I literally ran home that long-ago day, bursting through the door and blurting, “Darth Vader is Luke Skywalker’s father!” (My brother, who had yet to see the film, was furious that I spoiled it for him.) I would have felt depressed and betrayed had I known then what I do now: That too-cool plot twist was basically it for nerd-worthy “Star Wars.”
In the films that follow, all that is awful about the franchise emerges: the bratty child Anakin and the sulky adult Anakin; insipid Ewok teddy bears; idiotic Battle Droid foot soldiers and grating Gungans, including the detestable Jar-Jar Binks; and a misguided dependence on over-the-top special effects, most notably in the migraine-inducing visual cacophony that is “Revenge of the Sith.”
In reviving the cherished “Star Wars” franchise after its lengthy hiatus, director George Lucas seemed to model it after the razor-blade wars: “OK, Vader wielded one light-saber blade in the original trilogy, so let’s give Darth Maul dual blades. And, hey, General Grievous should get four blades! And let’s make ’em whirl really, really fast, all at once!”

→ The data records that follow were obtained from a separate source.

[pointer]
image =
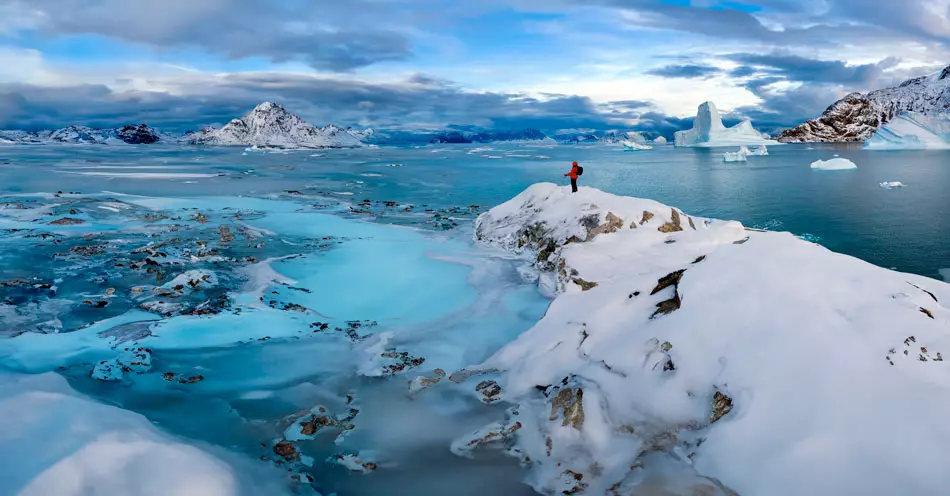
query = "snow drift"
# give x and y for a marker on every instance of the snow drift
(709, 131)
(697, 356)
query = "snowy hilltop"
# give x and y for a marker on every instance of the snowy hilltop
(132, 134)
(269, 124)
(857, 116)
(912, 131)
(709, 131)
(684, 355)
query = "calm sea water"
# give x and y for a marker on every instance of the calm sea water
(846, 211)
(430, 291)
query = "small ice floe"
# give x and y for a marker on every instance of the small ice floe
(892, 184)
(632, 146)
(834, 164)
(760, 150)
(734, 156)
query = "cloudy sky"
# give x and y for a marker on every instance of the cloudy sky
(434, 64)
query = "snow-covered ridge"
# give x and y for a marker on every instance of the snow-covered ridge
(857, 116)
(709, 131)
(131, 134)
(912, 131)
(686, 354)
(269, 124)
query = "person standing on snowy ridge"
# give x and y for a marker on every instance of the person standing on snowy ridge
(576, 170)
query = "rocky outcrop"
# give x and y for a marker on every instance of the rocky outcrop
(271, 125)
(853, 118)
(606, 404)
(856, 117)
(141, 134)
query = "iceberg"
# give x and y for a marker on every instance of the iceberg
(912, 131)
(632, 146)
(744, 152)
(738, 156)
(892, 184)
(837, 163)
(102, 449)
(709, 131)
(714, 352)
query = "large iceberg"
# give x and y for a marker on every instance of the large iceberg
(912, 131)
(695, 354)
(709, 131)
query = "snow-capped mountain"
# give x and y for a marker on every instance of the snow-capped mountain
(141, 134)
(857, 116)
(709, 131)
(269, 124)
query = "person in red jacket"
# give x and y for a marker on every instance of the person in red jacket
(575, 171)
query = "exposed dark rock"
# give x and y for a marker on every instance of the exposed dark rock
(722, 405)
(138, 135)
(610, 225)
(569, 405)
(490, 392)
(286, 450)
(671, 279)
(646, 217)
(585, 285)
(673, 225)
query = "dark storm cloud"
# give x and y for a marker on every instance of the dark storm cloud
(802, 69)
(337, 36)
(409, 106)
(803, 23)
(689, 71)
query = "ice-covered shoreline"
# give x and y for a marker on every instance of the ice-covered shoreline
(692, 353)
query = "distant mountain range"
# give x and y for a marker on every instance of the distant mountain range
(271, 125)
(268, 124)
(857, 116)
(141, 134)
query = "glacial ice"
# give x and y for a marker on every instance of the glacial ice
(626, 364)
(630, 145)
(64, 443)
(709, 131)
(738, 156)
(837, 163)
(892, 184)
(744, 152)
(912, 131)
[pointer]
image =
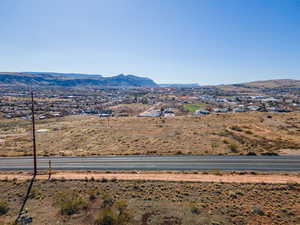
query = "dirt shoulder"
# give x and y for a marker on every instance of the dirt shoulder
(226, 178)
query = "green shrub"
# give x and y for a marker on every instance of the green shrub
(70, 203)
(3, 208)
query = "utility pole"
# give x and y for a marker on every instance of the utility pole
(33, 134)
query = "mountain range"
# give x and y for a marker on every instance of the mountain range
(73, 79)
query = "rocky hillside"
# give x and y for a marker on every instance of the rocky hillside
(73, 80)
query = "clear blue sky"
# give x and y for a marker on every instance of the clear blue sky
(173, 41)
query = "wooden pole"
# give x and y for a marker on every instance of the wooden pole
(49, 177)
(33, 134)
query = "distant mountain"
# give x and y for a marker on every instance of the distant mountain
(179, 85)
(73, 80)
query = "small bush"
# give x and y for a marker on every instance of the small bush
(114, 214)
(257, 210)
(3, 208)
(233, 148)
(236, 128)
(107, 201)
(70, 203)
(195, 210)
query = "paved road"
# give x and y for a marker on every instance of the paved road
(259, 163)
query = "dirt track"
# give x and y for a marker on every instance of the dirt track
(227, 178)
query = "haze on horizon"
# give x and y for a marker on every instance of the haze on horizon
(170, 41)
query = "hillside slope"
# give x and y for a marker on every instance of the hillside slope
(73, 80)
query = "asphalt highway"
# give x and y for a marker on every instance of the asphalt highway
(229, 163)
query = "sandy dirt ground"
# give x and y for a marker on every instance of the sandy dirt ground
(226, 178)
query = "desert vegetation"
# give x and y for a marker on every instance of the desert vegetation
(93, 201)
(226, 134)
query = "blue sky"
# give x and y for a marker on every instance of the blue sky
(170, 41)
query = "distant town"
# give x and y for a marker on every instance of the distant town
(158, 101)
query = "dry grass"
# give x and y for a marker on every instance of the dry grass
(213, 134)
(158, 202)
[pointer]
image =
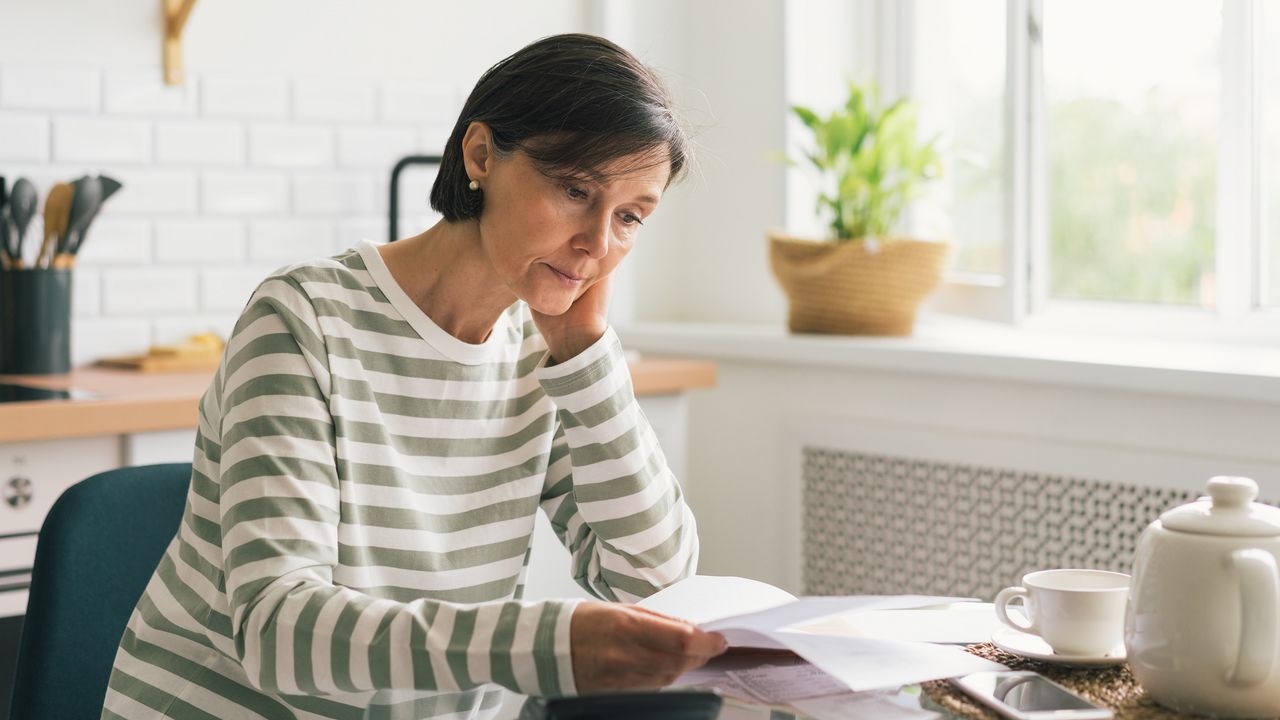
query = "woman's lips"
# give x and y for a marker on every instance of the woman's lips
(566, 278)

And, oh, the mind-numbing predictability. “Empire,” as it turned out, was the only chapter that kept me in total suspense, with an unknowable outcome instead of a preordained ending. “Return of the Jedi,” on the other hand, climaxes with a Death Star battle — gee, I didn’t see that coming.
“The Phantom Menace” and “Attack of the Clones” provide a few thrills, along with an inspired Sith-villain lineup and, for ubergeeks such as myself, echoes of other universes; I shuddered in delight when I first saw the Republic home world of Coruscant, a planet-enveloping metropolis essentially identical to Trantor in Asimov’s “Foundation.”

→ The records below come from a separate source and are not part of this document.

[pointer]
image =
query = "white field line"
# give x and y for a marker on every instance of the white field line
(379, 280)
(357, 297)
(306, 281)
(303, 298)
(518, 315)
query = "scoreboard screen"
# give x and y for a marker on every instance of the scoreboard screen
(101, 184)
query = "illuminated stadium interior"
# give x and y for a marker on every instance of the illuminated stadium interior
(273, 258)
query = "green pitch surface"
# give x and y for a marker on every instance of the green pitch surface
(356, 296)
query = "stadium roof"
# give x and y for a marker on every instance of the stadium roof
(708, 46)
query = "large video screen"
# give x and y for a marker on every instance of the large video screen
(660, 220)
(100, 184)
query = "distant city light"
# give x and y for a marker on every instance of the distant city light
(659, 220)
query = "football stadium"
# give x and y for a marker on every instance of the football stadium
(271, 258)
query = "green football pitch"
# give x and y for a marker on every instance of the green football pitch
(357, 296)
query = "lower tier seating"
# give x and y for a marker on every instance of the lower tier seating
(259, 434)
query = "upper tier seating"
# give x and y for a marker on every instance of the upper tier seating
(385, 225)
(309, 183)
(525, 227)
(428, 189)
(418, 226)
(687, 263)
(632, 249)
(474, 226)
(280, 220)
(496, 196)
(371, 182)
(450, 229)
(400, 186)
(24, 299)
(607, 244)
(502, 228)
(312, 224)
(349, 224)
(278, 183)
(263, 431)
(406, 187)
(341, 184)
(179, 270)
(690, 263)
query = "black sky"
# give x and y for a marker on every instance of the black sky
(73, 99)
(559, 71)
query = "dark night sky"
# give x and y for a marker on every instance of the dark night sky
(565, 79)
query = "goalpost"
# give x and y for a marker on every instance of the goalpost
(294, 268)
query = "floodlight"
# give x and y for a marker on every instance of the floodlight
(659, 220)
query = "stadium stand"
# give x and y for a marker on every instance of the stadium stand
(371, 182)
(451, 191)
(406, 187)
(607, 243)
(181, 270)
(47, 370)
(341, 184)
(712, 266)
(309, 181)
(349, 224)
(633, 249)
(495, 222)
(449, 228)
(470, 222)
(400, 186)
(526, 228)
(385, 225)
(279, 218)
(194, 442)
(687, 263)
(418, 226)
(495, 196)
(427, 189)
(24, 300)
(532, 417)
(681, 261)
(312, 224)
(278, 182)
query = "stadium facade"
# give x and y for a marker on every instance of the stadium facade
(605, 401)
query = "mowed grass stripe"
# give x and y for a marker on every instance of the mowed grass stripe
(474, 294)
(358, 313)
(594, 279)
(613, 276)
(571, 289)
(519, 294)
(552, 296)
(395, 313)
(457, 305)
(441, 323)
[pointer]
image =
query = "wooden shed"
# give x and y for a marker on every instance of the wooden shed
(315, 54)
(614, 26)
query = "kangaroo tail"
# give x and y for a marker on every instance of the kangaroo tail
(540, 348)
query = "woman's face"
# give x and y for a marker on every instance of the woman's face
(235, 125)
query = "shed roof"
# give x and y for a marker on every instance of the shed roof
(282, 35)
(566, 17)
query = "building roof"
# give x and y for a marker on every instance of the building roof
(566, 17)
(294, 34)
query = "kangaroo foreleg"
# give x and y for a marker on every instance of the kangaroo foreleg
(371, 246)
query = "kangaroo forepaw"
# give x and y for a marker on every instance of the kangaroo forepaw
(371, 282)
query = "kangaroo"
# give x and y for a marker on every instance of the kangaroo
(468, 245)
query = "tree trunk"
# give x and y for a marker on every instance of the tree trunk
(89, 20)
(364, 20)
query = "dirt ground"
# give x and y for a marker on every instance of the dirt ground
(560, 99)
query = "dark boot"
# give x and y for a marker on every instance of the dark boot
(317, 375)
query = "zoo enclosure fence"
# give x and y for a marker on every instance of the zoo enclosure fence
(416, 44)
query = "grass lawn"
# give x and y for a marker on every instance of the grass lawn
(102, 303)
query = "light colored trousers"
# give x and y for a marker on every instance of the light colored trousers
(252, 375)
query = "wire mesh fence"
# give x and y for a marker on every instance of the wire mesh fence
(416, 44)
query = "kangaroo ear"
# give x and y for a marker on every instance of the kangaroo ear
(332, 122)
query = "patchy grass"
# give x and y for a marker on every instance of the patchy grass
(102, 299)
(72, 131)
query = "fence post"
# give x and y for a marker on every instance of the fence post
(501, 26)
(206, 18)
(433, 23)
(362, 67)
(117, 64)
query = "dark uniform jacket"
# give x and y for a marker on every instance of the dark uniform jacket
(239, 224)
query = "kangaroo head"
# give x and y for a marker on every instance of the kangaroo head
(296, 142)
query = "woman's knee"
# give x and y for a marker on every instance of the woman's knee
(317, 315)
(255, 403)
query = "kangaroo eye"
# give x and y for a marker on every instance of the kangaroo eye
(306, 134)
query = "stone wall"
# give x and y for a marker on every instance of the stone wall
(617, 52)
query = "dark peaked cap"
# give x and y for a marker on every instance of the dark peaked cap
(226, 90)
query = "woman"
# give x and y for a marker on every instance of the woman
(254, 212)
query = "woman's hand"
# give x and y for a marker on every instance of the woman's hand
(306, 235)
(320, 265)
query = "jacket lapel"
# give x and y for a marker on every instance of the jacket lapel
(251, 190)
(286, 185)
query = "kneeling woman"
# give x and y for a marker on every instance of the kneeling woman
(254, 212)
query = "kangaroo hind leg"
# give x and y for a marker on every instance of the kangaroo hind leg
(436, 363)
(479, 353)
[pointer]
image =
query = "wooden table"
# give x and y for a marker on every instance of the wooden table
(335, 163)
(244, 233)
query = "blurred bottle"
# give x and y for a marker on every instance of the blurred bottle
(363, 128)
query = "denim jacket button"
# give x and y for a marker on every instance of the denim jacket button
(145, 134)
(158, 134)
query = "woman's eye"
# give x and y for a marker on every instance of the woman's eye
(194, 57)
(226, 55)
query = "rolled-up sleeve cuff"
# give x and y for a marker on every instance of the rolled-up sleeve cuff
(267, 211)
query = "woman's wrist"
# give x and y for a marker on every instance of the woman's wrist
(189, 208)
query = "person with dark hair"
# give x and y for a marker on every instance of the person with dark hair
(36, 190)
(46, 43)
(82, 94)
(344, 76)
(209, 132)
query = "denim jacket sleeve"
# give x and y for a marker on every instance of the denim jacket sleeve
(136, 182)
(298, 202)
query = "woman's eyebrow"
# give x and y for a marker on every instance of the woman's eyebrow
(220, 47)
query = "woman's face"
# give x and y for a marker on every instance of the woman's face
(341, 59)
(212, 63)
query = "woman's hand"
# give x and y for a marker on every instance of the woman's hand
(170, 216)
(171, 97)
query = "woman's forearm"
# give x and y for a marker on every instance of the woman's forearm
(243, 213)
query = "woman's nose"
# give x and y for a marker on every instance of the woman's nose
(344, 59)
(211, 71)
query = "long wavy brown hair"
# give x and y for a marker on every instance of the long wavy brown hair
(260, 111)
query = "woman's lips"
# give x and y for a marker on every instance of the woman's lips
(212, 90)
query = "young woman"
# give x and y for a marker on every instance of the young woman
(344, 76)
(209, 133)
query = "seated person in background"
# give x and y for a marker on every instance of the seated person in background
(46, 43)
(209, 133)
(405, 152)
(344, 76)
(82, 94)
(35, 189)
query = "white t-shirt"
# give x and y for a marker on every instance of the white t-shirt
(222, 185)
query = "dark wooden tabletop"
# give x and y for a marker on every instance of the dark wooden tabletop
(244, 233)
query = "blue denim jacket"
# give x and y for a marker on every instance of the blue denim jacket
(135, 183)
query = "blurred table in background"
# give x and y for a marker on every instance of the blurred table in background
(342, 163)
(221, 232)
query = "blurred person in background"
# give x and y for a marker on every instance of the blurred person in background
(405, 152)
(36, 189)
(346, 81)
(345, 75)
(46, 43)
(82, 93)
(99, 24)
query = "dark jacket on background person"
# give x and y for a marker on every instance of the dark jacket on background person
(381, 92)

But three newer movies are much too destiny-sodden — the poor doomed Republic, the future Vader’s oh-so-tragic descent into darkness and all that — to be much fun.
That’s why I all but nodded off during a recent “Sith” screening, amid all the blaster fire and light-saber derring-do, as the movie ground to its predetermined finale. The Jedi are betrayed and decimated, check. Anakin and Obi-Wan duel, check. A wounded Anakin gets his lifesaving black duds and James Earl Jones voice, check. The twins are born and then separated for their protection, check. Yoda and Obi-Wan scurry off into hiding, check.
Trudging out of the Southdale cineplex, it hit me: I had spent a quarter century pining for a moment that would never be repeated. Ah, it’s just as well Lucas has said “Sith” is the end for “Star Wars,” nixing earlier reports that a total of nine chapters would be made — I can’t bear to think what the franchise could become given another decade or two.